In Germanic dialects, this train provides a ‘vorschlag’, or ‘weckschlag’, or perhaps most accurately ‘vorwarnschlag’, which we might translate as ‘forewarning alarm’. Prior to knowing the Germanic terminology, the British team landed upon ‘hour-signalling’ to describe the feature.
Just before the hour, this ‘hour signalling train’ is let off. By one of several different techniques it is designed to make a bell strike rapidly. An alarm call, effectively. The end of the alarm leads to the hour-striking train being let off, which will then sound on a much larger and deeper bell. The function is simple. ‘Pay attention everyone! We are about to sound the hour. Listen up so you count the correct number!’
There are variants in the way the alarm call is achieved. One type involves using two hammers to strike a fixed bell, while the other swings a smaller bell so that its clapper operates.
With the fixed bell type, one very clever arrangement involves just one pinwheel, which acts on a two-part lifting lever (e.g. at Roșia).
The first part of the lever to be lifted will begin to lift one hammer, but will also, with a small mechanical delay, lift the second part of the lever, which is connected to the other hammer.

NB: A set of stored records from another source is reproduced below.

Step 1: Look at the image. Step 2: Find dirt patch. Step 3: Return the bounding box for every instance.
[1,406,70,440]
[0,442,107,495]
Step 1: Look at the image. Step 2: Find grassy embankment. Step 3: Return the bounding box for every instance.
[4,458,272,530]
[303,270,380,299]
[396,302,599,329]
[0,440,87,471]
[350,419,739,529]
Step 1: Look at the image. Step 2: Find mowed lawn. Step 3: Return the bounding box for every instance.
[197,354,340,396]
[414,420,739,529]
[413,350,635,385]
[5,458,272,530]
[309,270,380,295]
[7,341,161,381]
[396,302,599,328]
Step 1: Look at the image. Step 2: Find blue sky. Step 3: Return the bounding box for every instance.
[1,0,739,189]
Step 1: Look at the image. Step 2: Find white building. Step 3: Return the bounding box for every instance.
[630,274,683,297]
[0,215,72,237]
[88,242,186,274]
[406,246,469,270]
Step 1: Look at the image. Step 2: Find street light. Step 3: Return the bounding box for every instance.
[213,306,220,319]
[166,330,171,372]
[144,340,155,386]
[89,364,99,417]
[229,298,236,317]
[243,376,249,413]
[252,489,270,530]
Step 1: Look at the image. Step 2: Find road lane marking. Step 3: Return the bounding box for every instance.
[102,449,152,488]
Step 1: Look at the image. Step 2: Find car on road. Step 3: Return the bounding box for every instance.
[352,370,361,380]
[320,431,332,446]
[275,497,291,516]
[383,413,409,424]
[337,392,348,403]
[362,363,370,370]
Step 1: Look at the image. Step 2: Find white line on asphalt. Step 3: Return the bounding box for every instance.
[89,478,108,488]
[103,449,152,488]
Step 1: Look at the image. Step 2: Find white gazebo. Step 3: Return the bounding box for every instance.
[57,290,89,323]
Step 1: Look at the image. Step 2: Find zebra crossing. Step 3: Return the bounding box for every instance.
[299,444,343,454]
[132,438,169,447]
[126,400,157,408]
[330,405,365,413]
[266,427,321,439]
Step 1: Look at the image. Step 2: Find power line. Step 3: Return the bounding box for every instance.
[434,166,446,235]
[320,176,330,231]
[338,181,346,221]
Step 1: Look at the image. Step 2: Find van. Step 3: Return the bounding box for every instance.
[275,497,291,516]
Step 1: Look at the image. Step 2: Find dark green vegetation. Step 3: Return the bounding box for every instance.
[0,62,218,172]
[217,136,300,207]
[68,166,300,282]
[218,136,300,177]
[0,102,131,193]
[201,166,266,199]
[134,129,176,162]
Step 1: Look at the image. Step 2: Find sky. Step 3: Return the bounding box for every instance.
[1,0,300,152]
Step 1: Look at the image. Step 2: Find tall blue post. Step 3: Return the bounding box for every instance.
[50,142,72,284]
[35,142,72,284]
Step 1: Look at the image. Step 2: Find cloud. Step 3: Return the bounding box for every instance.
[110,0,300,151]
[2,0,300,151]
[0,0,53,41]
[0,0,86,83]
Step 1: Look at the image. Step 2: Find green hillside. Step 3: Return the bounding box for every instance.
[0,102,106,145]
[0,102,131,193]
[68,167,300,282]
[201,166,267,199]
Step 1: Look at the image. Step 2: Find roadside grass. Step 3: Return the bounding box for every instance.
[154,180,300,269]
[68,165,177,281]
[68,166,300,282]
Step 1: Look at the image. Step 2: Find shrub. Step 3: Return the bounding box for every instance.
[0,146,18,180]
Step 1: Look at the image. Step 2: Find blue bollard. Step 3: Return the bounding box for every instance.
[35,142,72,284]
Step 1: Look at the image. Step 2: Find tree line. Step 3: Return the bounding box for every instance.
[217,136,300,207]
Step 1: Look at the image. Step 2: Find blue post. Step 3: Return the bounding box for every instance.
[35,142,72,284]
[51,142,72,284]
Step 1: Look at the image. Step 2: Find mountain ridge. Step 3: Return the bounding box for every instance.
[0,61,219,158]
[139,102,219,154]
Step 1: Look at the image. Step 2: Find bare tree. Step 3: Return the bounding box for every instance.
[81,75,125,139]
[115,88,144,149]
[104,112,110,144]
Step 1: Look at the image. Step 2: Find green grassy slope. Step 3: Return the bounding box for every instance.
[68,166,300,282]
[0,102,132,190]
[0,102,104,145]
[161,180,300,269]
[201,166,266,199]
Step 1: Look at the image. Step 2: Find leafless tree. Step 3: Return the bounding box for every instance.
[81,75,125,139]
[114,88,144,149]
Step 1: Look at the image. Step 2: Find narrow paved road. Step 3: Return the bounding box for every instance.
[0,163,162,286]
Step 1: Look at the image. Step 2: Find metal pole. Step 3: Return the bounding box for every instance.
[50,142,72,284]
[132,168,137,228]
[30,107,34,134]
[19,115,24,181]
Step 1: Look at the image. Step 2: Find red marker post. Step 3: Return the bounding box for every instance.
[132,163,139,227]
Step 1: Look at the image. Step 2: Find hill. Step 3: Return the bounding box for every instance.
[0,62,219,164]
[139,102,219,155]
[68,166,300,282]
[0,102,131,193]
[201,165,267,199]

Since the two hammers have been lifted to different heights, when they are released they can strike the same bell (even the hour bell), but with successive blows.
With the swinging bell type, the arbor on which the bell is mounted can be swung to and fro by wires attached at the ends of a cross-piece fixed to the arbor.

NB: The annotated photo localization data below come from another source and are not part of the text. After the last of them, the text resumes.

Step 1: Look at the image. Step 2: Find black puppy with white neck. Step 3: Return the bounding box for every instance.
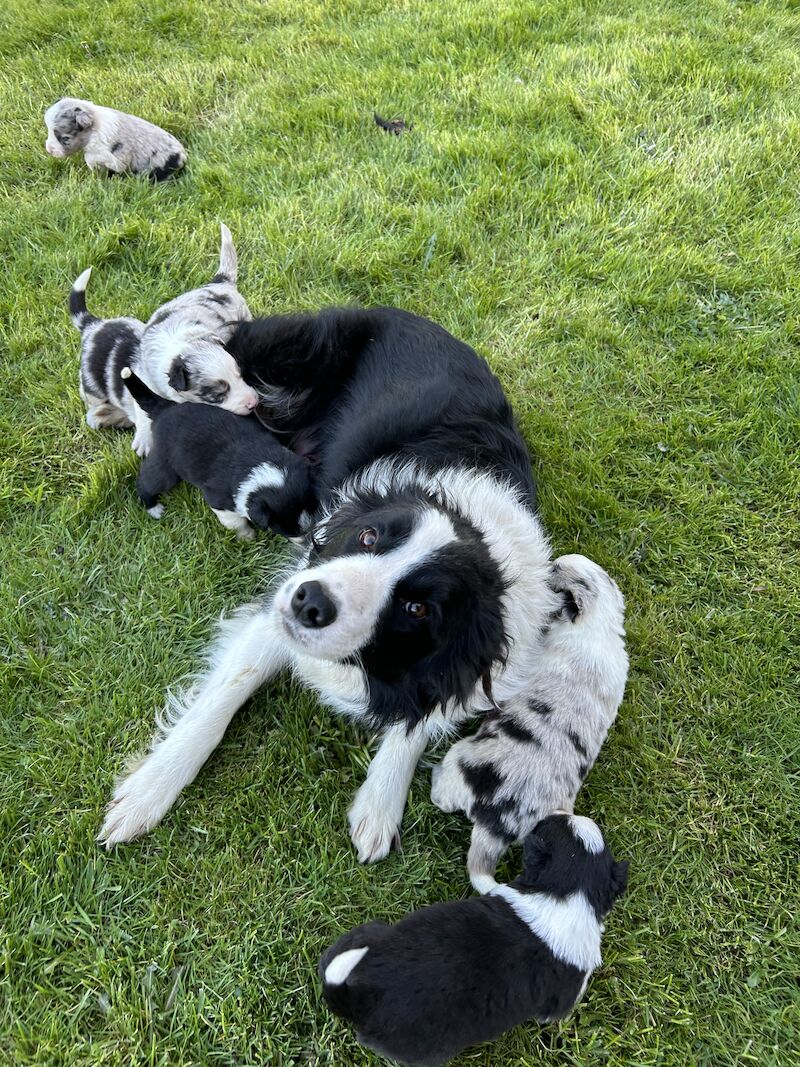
[320,813,628,1067]
[121,369,315,539]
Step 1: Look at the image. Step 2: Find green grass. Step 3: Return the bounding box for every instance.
[1,0,799,1063]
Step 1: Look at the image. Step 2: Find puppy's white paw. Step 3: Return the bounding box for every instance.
[348,788,402,864]
[97,755,178,848]
[236,523,256,540]
[430,759,468,814]
[147,504,165,519]
[86,409,102,430]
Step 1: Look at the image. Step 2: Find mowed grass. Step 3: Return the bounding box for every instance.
[1,0,799,1063]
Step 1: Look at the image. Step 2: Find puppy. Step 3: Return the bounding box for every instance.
[44,97,186,180]
[71,266,146,432]
[132,223,259,456]
[431,554,628,893]
[320,813,628,1067]
[121,369,315,538]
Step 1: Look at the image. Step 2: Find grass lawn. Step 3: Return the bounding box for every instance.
[1,0,799,1063]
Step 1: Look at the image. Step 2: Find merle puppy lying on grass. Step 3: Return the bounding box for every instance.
[121,368,315,539]
[320,813,628,1067]
[44,97,186,180]
[431,553,628,892]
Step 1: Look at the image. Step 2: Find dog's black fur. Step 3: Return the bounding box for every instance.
[319,814,628,1067]
[122,370,315,537]
[226,307,536,509]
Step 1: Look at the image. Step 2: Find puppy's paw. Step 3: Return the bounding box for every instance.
[131,436,151,458]
[430,760,468,814]
[147,504,165,520]
[348,789,403,864]
[236,523,256,541]
[97,755,178,848]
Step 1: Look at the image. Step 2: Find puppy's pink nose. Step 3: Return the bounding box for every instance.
[245,393,259,410]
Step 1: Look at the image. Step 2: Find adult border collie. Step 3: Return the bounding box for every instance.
[99,308,559,861]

The two hammers can be actuated by a double pinwheel with two sets of lifting pins acting on two lifting levers, one for each hammer (e.g. at Cincșor).

However, in a more elegant arrangement, the circular motion of a wheel is converted, via a crank and forked lever, to a reciprocating action, thus pulling the two wires successively to swing the small bell (e.g. at Șelimbăr). For a video, click here.


There may well be more variants. All of this was very new to us, and hugely interesting. There is clearly a strong tradition in the rural and agricultural Transylvanian Saxon region to signal to the population that the hour is coming.
The system is reminiscent of the idea employed in clocks from the Comptoise region of eastern France where the hour is struck twice, two minutes apart, to give the listener a chance to ‘hear again’ the hour, but the Transylvanian ‘hour signalling’ surely provides a clearer message.
It’s about time we learned a bit more about such a sensible tradition.